Sicuramente la battaglia tra Hamilton e Vettel ci regalerà ancora molti colpi di scena e tante emozioni ma, se non è finita, poco ci manca. Rimangono sette Gran Premi alla fine della stagione (sicuramente una delle più belle degli ultimi anni) e la Mercedes è avanti in entrambi i campionati.
Sembra che la Ferrari abbia deciso di puntare al titolo costruttori per non chiudere a mani vuote una stagione decisamente degna di nota.

Le critiche di Mika Hakkinen, però, non sono dirette solo al pilota ma anche alla Ferrari.
Intervistato da un noto bookmaker, Mika Hakkinen ha dichiarato: “Quello che è certo, è che Hamilton non comanda la classifica grazie alle migliori performance della Mercedes. Lewis sta dimostrando grandissime abilità in gara. Inoltre, non sbaglia. Vettel ha commesso tanti errori, specialmente in partenza. A vantaggio di Lewis c’è poi l’ottima guida di Bottas, che lo ha aiutato in più circostanze.”

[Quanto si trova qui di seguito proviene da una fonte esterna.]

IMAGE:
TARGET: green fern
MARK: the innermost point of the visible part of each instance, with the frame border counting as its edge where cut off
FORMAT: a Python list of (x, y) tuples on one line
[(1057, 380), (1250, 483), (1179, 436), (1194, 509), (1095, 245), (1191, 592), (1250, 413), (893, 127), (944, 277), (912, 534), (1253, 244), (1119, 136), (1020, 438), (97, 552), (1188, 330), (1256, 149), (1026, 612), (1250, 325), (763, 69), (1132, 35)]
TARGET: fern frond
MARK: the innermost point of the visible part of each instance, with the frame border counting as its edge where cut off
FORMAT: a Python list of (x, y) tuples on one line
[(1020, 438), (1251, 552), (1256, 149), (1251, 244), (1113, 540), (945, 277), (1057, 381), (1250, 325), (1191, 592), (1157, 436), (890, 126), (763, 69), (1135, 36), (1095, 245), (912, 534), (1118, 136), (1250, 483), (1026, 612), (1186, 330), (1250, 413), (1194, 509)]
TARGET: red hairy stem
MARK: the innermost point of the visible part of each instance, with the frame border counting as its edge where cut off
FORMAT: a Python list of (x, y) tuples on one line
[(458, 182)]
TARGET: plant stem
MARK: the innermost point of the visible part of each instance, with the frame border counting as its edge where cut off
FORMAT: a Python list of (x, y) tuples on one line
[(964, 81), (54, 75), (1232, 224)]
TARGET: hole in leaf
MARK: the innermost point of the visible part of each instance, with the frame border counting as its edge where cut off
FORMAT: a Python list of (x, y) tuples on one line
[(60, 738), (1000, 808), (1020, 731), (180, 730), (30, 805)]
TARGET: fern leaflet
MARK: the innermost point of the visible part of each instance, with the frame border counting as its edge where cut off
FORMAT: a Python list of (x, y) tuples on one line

Mika Hakkinen ha poi analizzato quanto visto al Gran Premio d’Italia, confrontando le partenze delle Mercedes e delle Ferrari. “Dal momento dello spegnimento del semaforo, è stato subito chiaro che in Mercedes si lavorava insieme mentre in Ferrari c’erano due piloti in lotta l’uno contro l’altro. Il problema, però, non sono i piloti ma la leadership. Non c’è stata strategia. Per gestire bene queste situazioni, il sabato sera ci si siede e si pianifica l’andamento della gara considerando gli eventuali sviluppi. La Mercedes era pronta, la Ferrari no.”

“Per battere Lewis e la Mercedes, le Ferrari dovranno lavorare alla perfezione ad ogni appuntamento, sperando anche che i loro rivali abbiano qualche problema” ha concluso il finlandese.